The matched series's kind must then be in required_kinds
(case-insensitive). Mismatches demote the release to ambiguous for
human review. Empty list disables format-type validation.
[ingestion.cleanup]
Title-cleaning knobs. The resolver strips structural noise (parens, brackets, volume/chapter markers, file extensions, format keywords, year tokens) from each release title before searching the active provider. Rules and ordering live in code; the only operator surface is the keyword list.

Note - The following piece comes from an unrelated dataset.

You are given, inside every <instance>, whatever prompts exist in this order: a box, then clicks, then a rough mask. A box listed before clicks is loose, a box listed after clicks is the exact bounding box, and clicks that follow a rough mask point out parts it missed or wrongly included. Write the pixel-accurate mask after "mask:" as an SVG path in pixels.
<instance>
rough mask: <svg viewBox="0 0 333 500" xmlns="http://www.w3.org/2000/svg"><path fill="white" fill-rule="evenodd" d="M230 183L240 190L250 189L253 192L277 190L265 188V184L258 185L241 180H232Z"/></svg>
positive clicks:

extra_format_keywords are appended to the built-in list (Digital,
Raw, Color, Colored, Omnibus, Premium, Complete,
Decensored, Uncensored, Webtoon, WN, LN). Each entry is
matched as a whole-word token, case-insensitively. Regex
metacharacters are rejected at config load — entries must be plain
words or phrases.
[[sources]]
Each entry is one polled instance. The kind field picks the
implementation; per-kind options live in the matching nested block.
[[sources]]
kind = "nyaa"
name = "english-manga-trusted"
cron = "0 */2 * * *" # every 2 hours
enabled = true
[sources.nyaa]
feed_url = "https://nyaa.si/?page=rss&c=3_1&f=2"
fetch_details = true
timeout_seconds = 30
site_base_url = "https://nyaa.si"
| Field | Purpose |
|---|---|
kind | Implementation selector. v1 ships only "nyaa". |
name | Stable identifier. Used in URLs, metrics, and config overrides. |
cron | Schedule. Omit to skip the scheduled poll; the CLI one-shot still works. |
enabled | Set to false to keep the entry around without polling. |
sources.nyaa.feed_url | The RSS URL to poll. Tune per the Sources page. |
sources.nyaa.fetch_details | Fetch each post's detail page for richer file/link data. Default true. |
sources.nyaa.timeout_seconds | HTTP timeout for feed + detail fetches. |
sources.nyaa.site_base_url | Override for proxied feeds. Defaults to https://nyaa.si. |
Multiple [[sources]] blocks polling the same kind are supported —
useful for distinct uploader feeds, language subcategories, or
parallel polling at different cadences.